We had some small talk when we saw each other. It was a little awkward. I could feel the elephant in the room and decided to be gutsy again and just ask. So I did. And I was blunt about it. I didn’t hold back in my question or act coy. I flat out asked, “Why did you decide that ghosting me was the best method to end things with me a year ago?”. And I wasn’t expecting a real answer from him, but I did kind of get one. Without revealing too much about what he said, he realized he wasn’t over a past relationship and tried to work on that. And then the pandemic hit so dating took a backseat. I still think he could have texted me to say something, but I also understand a bit. While this doesn’t excuse his behavior, it does explain it.

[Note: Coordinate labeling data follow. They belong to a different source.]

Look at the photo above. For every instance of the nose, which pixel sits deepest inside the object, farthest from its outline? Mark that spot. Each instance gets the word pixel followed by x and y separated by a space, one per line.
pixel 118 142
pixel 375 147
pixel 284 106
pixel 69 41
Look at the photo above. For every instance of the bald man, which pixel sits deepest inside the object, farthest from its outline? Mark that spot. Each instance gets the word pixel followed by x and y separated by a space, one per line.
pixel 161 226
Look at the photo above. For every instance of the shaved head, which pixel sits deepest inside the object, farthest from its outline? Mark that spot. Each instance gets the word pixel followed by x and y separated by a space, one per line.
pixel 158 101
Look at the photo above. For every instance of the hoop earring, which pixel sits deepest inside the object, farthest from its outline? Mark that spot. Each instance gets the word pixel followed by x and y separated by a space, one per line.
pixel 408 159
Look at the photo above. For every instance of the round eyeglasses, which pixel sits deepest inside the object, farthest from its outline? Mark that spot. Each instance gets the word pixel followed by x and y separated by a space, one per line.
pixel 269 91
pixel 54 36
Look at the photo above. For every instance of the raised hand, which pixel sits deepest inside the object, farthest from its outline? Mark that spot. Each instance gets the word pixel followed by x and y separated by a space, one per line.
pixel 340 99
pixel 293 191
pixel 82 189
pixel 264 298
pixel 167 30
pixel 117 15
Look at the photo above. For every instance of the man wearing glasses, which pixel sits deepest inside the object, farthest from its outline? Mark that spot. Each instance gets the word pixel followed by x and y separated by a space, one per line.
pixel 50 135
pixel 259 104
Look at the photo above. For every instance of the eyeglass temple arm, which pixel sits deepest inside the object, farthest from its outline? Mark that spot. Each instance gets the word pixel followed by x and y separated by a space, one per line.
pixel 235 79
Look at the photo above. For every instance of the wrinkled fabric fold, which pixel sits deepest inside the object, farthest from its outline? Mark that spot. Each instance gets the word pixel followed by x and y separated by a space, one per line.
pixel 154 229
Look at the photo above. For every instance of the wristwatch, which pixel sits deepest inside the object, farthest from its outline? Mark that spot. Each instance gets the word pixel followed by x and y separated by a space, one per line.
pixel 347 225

And we had a really nice time seeing each other again. We still seem to click the way we did a year ago. It seemed like we were both being honest and open with each other. And we both said that we would like to try seeing each other again. So I was hopeful that I could turn the story I had written about him into a more positive thing.
But because the plot twists never seem to end with me, it looks like he has ghosted me again. I’m still hoping maybe he will reach out and explain himself, but it’s almost been a week. No matter how busy you are, you can at least manage a simple text saying that things are busy and you can’t really respond right now. Not communicating at all isn’t something that I’m ok with or comfortable with. And if he does reach out to me again, that’s something that will have to be discussed. But I’m not expecting to hear from him again. I guess ghosting might just be his thing and not a random occurrence when it happened a year ago.
I don’t like that I sound so pessimistic, but at the same time, I don’t want to date someone that I feel so unsure about or that I have to chase down or wonder if they will contact me. I know that there could be a valid reason why this happened, but unless he tells me, I will never know. Maybe in another year, he will reach out again and try to explain himself. At least this time, I feel like I got some closure from the past ghosting, and this time it doesn’t hurt as much. I don’t want to say that I expected it, but it wasn’t as shocking.
So it’s back to the apps for more swiping and matching. And while I’d love to say that I won’t be ghosted again, I know that might not be true. But one day, I’ll find the guy who I click with, feel like I’m a good match with, who follows through, and won’t ghost me.